#ZetaPhiBeta Sorority, Incorporated, is reportedly blocking transgender women from joining its organization.
In a “diversity statement” adopted by the organization’s international board and obtained by @washblade, it states that “an individual must be a cisgender woman” to join the organization.
The statement at the same time says the sorority “values all people, regardless of race, age, gender, gender expression, ability, disability, creed, religion, or walk of life.”
Zeta Phi Beta has not responded to the newspaper’s multiple requests for comment.
The organization was founded nearly 100 years ago on the campus of Howard University in Washington D.C.
Zeta Phi Beta has more than 100,000 members in 800 chapters spread across the United States, Africa, Europe, Asia, and the Caribbean, according to its website.
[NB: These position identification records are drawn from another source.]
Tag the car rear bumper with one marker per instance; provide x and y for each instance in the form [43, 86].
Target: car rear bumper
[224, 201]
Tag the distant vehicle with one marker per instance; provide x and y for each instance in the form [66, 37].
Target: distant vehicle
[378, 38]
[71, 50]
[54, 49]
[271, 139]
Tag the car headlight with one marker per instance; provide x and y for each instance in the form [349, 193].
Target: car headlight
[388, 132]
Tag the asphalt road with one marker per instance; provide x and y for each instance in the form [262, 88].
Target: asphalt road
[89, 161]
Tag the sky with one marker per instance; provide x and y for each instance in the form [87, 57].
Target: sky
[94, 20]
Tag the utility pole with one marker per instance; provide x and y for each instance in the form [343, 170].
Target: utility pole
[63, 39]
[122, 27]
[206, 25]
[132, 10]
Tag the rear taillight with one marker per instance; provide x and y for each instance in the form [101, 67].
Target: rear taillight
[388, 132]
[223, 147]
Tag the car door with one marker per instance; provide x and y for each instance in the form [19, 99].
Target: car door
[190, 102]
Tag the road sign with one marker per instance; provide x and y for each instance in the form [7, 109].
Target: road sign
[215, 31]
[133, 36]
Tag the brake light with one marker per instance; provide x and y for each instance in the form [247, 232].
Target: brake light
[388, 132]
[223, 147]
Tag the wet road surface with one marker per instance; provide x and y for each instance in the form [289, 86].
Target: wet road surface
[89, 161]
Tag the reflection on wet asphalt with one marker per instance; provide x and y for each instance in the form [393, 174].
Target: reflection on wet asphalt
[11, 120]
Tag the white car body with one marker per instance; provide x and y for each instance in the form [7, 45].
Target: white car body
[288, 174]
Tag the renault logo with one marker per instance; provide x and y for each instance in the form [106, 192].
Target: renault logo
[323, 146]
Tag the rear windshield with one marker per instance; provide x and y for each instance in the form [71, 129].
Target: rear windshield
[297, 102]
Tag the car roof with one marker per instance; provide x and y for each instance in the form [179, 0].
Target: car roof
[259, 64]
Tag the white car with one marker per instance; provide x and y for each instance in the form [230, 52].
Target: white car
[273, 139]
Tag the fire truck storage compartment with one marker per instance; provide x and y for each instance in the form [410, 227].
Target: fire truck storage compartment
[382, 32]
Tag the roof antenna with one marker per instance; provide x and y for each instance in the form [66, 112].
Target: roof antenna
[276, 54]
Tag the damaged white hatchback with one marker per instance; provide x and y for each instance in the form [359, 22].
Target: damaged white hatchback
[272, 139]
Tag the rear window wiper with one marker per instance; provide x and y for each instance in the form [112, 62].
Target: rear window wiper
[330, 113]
Five students formed the organization at a time when the Ku Klux Klan was running rampant, but the Harlem Renaissance was also offering an outlet for Black people to demonstrate their talents, the website says.
The full diversity statement says:
“Zeta Phi Beta Sorority, Incorporated was founded in 1920 by five women who were students at Howard University. The Founders sought to create a sorority that was more than a social club and established an organization that embraces Scholarship, provides true Service, sets a standard for Sisterly Love, and strives to exemplify Finer Womanhood. In furtherance of those goals set forth by the Founders, Zeta Phi Beta Sorority, Incorporated values all people, regardless of race, age, gender, gender expression, ability, disability, creed, religion, or walk of life. We demonstrate those values in the way we treat sisters inside our organization and people out of our Sorority. To Be eligible to receive an invitation for membership and to hold membership, an individual must be a cisgender woman and must be committed to living a lifestyle of active service and sisterhood and she must typify the values, standards, morals, customs and attribute of finer women in her community and beyond.”